Asked by Anonymous at 9:00 PM on Dec. 9, 2009 in Just for Fun

Answers (9)
  • I would tell him to leave, find a room mate to share bills with, file for public assistance and child support and keep looking for that job. GL
    Anonymous

    Answer by Anonymous at 9:02 PM on Dec. 9, 2009

  • Where there is a will there is a way, he should be the one to leave not you, it sounds to me like there nothing left to fix. He needs to be responsible for his kids and provide, consult an attorney to get your options.
    older

    Answer by older at 9:05 PM on Dec. 9, 2009

  • That is so cruel and rude of him. WHat is wrong with men? I'm sorry.....I wish you good luck.
    Lindalu2

    Answer by Lindalu2 at 9:27 PM on Dec. 9, 2009

  • I'm in the same boat although wish to remain anonymous. I have responded by going to counseling and taking necessary steps to move. My husband has other emotional problems that are going on although I'm not sure what exactly. I have a HUGE move ahead of me and I am trying all the resources I have available to me. I am just waiting on a signature from him.
    Anonymous

    Answer by Anonymous at 9:31 PM on Dec. 9, 2009

  • sounds to me he is probalby cheating. I mean who doesn't want anything to do with their partner because they don't have a JOB! that is so stupid!. Leave its your best bet. Fuck that asshole. If I could talk to you husband I would tell him a selfish, douchbag he is! and a coward for picking on your for something so simple.
    soonmommyof3

    Answer by soonmommyof3 at 9:51 PM on Dec. 9, 2009

  • I would say "There's the door". If he doesn't want to be with me, then I don't want him in my life. If someone doesn't want me around then I don't want them around. If you have family or friends you could stay with then move in with them. I don't understand how not having a job would make him tired of you. That doesn't make sense to me. There is public assistence, unemployment, and he will (AND SHOULD) pay child support to you. Again, if he doesn't want you then you shouldn't want him. He's already exited out of it emotionally, next step is physically. Don't wait around for him to get his act together.
    JazzlikeMraz

    Answer by JazzlikeMraz at 10:19 PM on Dec. 9, 2009

  • Don't let him put you and those babies out in the cold! He needs to get up off his dead ass, move out and start having to pay child support! HIM, not you.
    Anonymous

    Answer by Anonymous at 10:29 PM on Dec. 9, 2009

  • On one hand - I think there's something wrong that he's doing that he's not telling you - and he probably needs to cough it up.

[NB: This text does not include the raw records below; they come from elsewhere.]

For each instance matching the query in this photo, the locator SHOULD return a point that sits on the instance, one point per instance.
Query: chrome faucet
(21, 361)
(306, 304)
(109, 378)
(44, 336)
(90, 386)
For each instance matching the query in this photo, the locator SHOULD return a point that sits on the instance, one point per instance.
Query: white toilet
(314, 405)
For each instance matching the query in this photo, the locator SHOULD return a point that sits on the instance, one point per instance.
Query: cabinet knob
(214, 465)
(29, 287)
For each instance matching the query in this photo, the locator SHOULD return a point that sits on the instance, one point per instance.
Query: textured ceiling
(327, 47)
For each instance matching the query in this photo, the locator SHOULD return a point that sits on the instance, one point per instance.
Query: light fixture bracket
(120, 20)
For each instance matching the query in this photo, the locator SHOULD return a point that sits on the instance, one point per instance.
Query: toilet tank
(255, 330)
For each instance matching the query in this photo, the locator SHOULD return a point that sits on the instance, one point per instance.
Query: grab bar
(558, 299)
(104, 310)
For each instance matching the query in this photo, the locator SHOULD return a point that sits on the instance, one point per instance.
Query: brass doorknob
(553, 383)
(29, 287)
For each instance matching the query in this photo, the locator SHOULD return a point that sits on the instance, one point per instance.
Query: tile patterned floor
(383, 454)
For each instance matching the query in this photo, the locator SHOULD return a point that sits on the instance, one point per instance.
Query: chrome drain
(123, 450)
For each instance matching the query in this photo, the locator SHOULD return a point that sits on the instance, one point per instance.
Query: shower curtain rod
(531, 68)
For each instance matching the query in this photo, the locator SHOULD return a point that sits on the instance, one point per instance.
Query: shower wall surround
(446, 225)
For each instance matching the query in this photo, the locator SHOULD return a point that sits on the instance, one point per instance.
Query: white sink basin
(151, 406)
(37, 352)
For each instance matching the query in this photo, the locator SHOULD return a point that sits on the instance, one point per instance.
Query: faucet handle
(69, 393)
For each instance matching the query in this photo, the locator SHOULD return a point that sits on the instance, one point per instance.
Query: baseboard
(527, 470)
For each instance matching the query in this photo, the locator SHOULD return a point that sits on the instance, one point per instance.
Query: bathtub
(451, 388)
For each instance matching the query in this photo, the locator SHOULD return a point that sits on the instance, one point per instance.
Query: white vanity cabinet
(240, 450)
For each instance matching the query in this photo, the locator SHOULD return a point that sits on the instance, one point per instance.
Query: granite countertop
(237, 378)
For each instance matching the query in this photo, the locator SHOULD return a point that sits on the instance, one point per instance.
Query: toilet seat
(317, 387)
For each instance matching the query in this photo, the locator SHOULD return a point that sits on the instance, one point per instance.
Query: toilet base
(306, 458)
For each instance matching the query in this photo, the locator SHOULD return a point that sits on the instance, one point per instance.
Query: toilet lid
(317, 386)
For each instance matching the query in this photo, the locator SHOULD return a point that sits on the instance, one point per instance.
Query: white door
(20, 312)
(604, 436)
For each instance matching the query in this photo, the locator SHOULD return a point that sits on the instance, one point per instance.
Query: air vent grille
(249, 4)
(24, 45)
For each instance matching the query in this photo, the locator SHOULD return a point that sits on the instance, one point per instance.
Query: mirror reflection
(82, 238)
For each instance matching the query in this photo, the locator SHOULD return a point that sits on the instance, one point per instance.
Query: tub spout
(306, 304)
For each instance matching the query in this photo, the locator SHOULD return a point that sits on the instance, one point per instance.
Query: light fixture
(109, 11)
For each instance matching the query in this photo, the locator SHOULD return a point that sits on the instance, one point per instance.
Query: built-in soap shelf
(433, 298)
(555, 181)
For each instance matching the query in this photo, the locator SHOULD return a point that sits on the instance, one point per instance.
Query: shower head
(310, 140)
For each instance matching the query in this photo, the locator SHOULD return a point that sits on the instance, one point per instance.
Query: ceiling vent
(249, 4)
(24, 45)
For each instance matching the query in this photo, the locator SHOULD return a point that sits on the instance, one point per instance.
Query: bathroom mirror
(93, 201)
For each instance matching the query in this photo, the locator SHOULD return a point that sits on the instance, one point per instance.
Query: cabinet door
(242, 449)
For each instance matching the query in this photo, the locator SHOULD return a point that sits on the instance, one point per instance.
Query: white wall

    On the other - I'm actually pretty supportive of broken marriages living in the same house for the sake of raising their kids together (as long as he's a half decent father that is).
    Anonymous

    Answer by Anonymous at 10:29 PM on Dec. 9, 2009

  • He is probably cheating, but if not:men can suffer from depression too. Money woes and 2 kids under ? age? My husband felt like leaving me sometime after our 1st son was born and I felt like leaving him too we didn't tell each other until years latter. My cousin said it was Postpartum depression and it may have been. We have been married 31 years now, and boy I still want to leave him at times lol. Regardless of what is causing his bad behavior he is an asshole for carping on you about a job with your child only 6 weeks of age. Oh and with the high rate of unemployment. You say he lost interest in you 10 months ago, which is about the time you got pregnant, maybe has a hard time seeing you as a sexual being now that you are a Mother? Good luck with it all and take care of yourself!!!!